In 1990, Knowles et al[7] published a prognostic analysis of 108 cases of ocular adnexal lymphoid tumors. They found that the anatomic site of adnexal lymphoid tumor and its histopathologic features were important predictors of the development of systemic nonocular lymphoma. Patients with conjunctival infiltration showed a lower incidence of systemic lymphoma (20%) as compared with those with orbit (35%) or eyelid (70%) infiltration.[7,8] Non-Hodgkin lymphoma (NHL) may rarely arise concurrently or subsequent to LH, necessitating long-term patient follow-up.[6]

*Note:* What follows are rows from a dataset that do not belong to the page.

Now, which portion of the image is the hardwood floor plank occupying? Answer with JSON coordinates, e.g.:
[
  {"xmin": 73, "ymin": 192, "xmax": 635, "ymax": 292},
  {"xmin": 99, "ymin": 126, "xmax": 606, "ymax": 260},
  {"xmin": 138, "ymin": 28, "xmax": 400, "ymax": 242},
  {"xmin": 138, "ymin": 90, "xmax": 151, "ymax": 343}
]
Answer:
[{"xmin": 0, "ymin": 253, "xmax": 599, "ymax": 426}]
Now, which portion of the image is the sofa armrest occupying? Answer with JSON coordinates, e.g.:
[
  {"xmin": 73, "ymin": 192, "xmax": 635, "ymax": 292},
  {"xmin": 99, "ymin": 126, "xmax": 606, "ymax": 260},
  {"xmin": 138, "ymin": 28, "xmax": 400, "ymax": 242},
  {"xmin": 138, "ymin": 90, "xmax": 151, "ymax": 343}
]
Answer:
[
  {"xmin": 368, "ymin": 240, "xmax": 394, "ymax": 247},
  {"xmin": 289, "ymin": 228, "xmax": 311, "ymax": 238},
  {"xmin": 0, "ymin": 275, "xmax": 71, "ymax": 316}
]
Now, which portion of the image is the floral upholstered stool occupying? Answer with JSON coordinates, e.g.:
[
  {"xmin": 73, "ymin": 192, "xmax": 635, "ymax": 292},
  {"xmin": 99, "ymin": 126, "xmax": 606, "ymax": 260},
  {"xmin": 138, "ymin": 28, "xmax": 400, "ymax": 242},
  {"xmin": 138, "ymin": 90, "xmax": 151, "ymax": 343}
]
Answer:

The OALD affects males and females equally.[1,6,8]. The mean age of onset of LH is from fifth to seventh decades, which is slightly lower than for ocular adnexal lymphoma.[6] In a study of 117 patients with conjunctival lymphoid tumors treated during the 25-year period, the mean patient age at diagnosis of the ocular tumor was 61 years. The quadrant location of main tumor was superior for 41% of patients, inferior for 21%, nasal for 14%, and temporal for 10%. At present, 62% of tumors were unilateral and 38% bilateral.[8]

Conjunctival LH appears as a circumscribed salmon-colored lesion that may be cystic, smooth, or nodular. Lesions arise in the conjunctival stroma, and the overlying conjunctival epithelium is normal, which helps to distinguish cases from ocular surface squamous neoplasia.[6] Although LH is considered to be benign, and ocular involvement represents only 2% of extra-nodal lymphoma,[9] there are no reliable features to distinguish LH and NHL clinically or radiologically, mandating tissue biopsy in all cases.[6,10]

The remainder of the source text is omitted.